-
Notifications
You must be signed in to change notification settings - Fork 114
Description
Summary
Please add a get_feature_names_out method to optbinning.binning.binning_process.BinningProcess so that it plays nicely with scikit‑learn ecosystems (e.g., Pipeline, ColumnTransformer) that rely on get_feature_names_out for downstream introspection and composite transformers.
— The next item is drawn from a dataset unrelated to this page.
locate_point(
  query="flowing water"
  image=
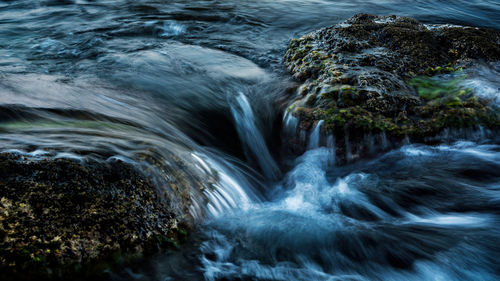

This capability is needed when BinningProcess is used inside a ColumnTransformer/Pipeline and a parent component calls get_feature_names_out() to assemble the final schema.
Use case
When composing preprocessing pipelines, scikit‑learn expects each transformer to expose the names of the columns it outputs. Many components (including Pipeline, ColumnTransformer, and tools built atop them) call get_feature_names_out() to resolve the output schema. Because BinningProcess does not currently implement this method, the parent pipeline cannot compute its global feature name list.
As a result, we have to monkey‑patch a method at runtime to continue using BinningProcess in production pipelines.
Current behavior
Calling get_feature_names_out() on a ColumnTransformer/Pipeline that includes a BinningProcess step raises an error because BinningProcess lacks that method.
from optbinning import BinningProcess
from sklearn.linear_model import LinearRegression
from sklearn.metrics import mean_squared_error, mean_absolute_error, r2_score
from sklearn.model_selection import train_test_split
from sklearn.pipeline import Pipeline
from sklearn.compose import ColumnTransformer
import pandas as pd
# Load dataset from URL
url = "https://raw.githubusercontent.com/selva86/datasets/master/BostonHousing.csv"
data = pd.read_csv(url)
variable_names = [x for x in data.columns if x != "medv"]
X = data[variable_names]
y = data["medv"]
num_cols = [x for x in variable_names if x != "chas"]
cat_cols = ["chas"]
bp = BinningProcess(variable_names=variable_names,
categorical_variables=cat_cols)
ct = ColumnTransformer(
transformers=[
("optbin", bp, variable_names)
],
remainder="drop",
)
pipe = Pipeline([("prep", ct)])
pipe.fit(X, y)
# Fails today because BinningProcess doesn’t implement get_feature_names_out
pipe.get_feature_names_out()
Fails with this:
AttributeError: Transformer optbin (type BinningProcess) does not provide get_feature_names_out.